Client is the HTTP client for the AgentFactory worker protocol. A fresh Client is created with the long-lived provisioning token; after a successful Register call the coordinator-assigned WorkerID and runtime JWT are stored on the Client and used for subsequent Poll/Heartbeat calls.

Client is not safe for concurrent mutation: callers that share a Client across goroutines should not mutate WorkerID or RuntimeJWT after the initial Register. Concurrent reads of the HTTPClient are safe.

func NewClient

func NewClient(baseURL, provisioningToken string) *Client

NewClient creates a Client pointing at the given coordinator base URL and carrying the given provisioning token. The returned Client has an HTTPClient with a 30-second timeout.

func (*Client) Heartbeat

func (c *Client) Heartbeat(ctx context.Context, req HeartbeatRequest) (*HeartbeatResponse, error)

Heartbeat reports the worker's liveness + active agent count to the coordinator.
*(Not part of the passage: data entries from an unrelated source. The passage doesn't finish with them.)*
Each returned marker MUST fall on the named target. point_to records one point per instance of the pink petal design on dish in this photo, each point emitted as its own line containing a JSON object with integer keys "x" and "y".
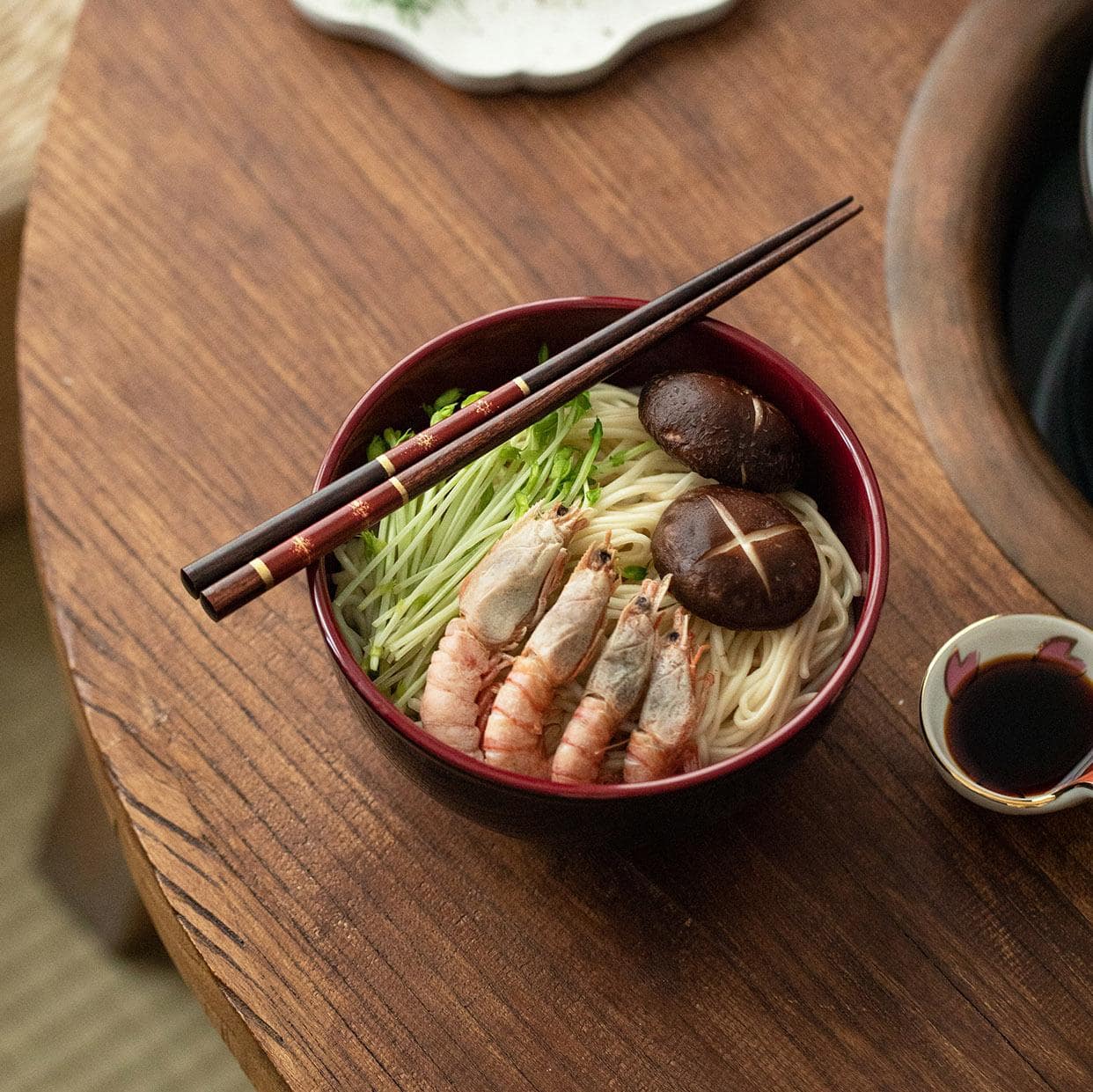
{"x": 1057, "y": 649}
{"x": 958, "y": 672}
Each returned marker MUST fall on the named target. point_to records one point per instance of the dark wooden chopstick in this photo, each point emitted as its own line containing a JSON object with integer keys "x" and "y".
{"x": 206, "y": 571}
{"x": 497, "y": 425}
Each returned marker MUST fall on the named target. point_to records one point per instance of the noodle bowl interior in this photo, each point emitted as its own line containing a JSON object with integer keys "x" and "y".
{"x": 396, "y": 590}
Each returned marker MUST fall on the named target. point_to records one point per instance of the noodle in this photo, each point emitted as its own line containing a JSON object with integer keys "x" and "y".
{"x": 759, "y": 678}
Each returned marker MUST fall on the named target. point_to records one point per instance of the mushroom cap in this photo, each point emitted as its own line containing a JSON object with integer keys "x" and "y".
{"x": 737, "y": 559}
{"x": 722, "y": 429}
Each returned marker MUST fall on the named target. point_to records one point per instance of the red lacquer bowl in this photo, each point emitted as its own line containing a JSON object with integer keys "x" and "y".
{"x": 486, "y": 352}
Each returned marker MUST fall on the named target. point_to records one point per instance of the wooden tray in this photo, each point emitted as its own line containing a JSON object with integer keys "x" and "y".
{"x": 963, "y": 166}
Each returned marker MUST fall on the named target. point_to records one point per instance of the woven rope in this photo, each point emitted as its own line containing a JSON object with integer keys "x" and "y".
{"x": 34, "y": 39}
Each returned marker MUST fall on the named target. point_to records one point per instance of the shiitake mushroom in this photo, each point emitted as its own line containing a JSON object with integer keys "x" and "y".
{"x": 737, "y": 559}
{"x": 722, "y": 429}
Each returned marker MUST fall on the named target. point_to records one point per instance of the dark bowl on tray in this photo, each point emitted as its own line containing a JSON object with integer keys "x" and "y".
{"x": 482, "y": 355}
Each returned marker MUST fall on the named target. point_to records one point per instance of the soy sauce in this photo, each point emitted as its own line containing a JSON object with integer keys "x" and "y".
{"x": 1022, "y": 726}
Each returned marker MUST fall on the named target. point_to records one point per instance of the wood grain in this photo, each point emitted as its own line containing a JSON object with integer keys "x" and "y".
{"x": 234, "y": 211}
{"x": 986, "y": 102}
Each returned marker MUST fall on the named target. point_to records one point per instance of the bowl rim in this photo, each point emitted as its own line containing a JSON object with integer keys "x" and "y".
{"x": 877, "y": 582}
{"x": 1028, "y": 630}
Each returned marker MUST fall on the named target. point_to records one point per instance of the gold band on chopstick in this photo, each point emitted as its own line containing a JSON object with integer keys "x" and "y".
{"x": 263, "y": 571}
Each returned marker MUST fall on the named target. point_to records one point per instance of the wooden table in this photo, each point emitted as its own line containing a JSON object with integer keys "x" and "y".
{"x": 236, "y": 226}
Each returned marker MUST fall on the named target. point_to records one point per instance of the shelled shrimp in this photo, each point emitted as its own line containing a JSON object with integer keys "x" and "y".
{"x": 613, "y": 691}
{"x": 559, "y": 649}
{"x": 501, "y": 598}
{"x": 664, "y": 741}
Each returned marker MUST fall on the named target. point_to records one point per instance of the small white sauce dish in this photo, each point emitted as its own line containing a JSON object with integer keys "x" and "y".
{"x": 960, "y": 658}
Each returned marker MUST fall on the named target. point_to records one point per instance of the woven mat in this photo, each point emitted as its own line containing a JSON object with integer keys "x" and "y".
{"x": 72, "y": 1018}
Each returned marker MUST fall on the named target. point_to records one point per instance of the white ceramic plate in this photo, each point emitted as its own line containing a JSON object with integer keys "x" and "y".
{"x": 501, "y": 45}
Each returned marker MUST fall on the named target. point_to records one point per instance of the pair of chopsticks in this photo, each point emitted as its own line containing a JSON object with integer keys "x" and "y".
{"x": 288, "y": 542}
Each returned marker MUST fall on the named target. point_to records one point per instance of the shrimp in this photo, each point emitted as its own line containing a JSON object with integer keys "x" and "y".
{"x": 664, "y": 741}
{"x": 501, "y": 599}
{"x": 613, "y": 689}
{"x": 559, "y": 649}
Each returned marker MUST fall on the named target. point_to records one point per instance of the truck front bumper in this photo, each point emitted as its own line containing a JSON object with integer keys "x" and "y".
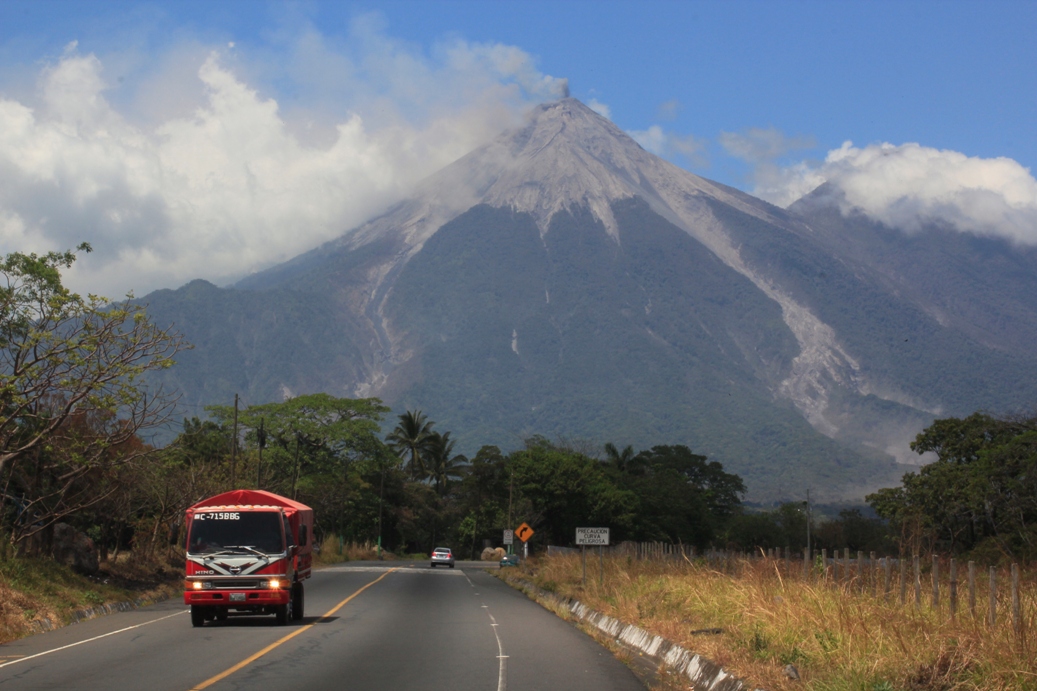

It issues POST /api/workers/{WorkerID}/heartbeat with the runtime JWT in the Authorization header.

A 401 response maps to ErrRuntimeJWTExpired — callers should re-register to obtain a fresh token. 429 maps to ErrRateLimited, and any 5xx to ErrHeartbeatFailed.

func (*Client) HeartbeatLoop

func (c *Client) HeartbeatLoop(ctx context.Context, interval time.Duration, counter func() int) error

HeartbeatLoop sends a heartbeat on the given interval using counter() to determine ActiveAgentCount for each tick. It blocks until ctx is cancelled or the runtime JWT expires.

An ErrRuntimeJWTExpired response is returned to the caller so a fleet manager can re-register. Other heartbeat errors are logged at warn and the loop continues.

func (*Client) Poll

func (c *Client) Poll(ctx context.Context) (*PollResponse, error)

Poll fetches the next batch of work items assigned to this worker.

It issues GET /api/workers/{WorkerID}/poll with the runtime JWT in the Authorization header. An empty WorkItems slice is NOT an error; it simply means the coordinator has no pending work.

A 401 response maps to ErrRuntimeJWTExpired — callers should re-register to obtain a fresh token. 404 maps to ErrNotFound (unknown worker), 429 to ErrRateLimited, and any 5xx to ErrPollFailed.

func (*Client) PollLoop

func (c *Client) PollLoop(ctx context.Context, interval time.Duration, handler func(WorkItem) error) error

PollLoop drives Poll on the given interval, invoking handler for each WorkItem returned. It blocks until ctx is cancelled or an unrecoverable error occurs.

A handler error is logged at warn and does not stop the loop. An ErrRuntimeJWTExpired from Poll is returned to the caller (so a fleet manager can re-register). Other Poll errors are logged at warn and the loop continues.

func (*Client) Register

func (c *Client) Register(ctx context.Context, req RegisterRequest) (*RegisterResponse, error)

Register exchanges the Client's provisioning token for a worker identity and runtime JWT.

Register authenticates with the long-lived provisioning token carried on the Client (c.ProvisioningToken) and must be called before any Poll or Heartbeat calls. The request body is encoded as JSON from req.

On success, Register mutates the Client: c.WorkerID and c.RuntimeJWT are populated from the response so subsequent Poll/Heartbeat calls can use the runtime JWT. The returned *RegisterResponse carries the same values together with the coordinator's heartbeat cadence.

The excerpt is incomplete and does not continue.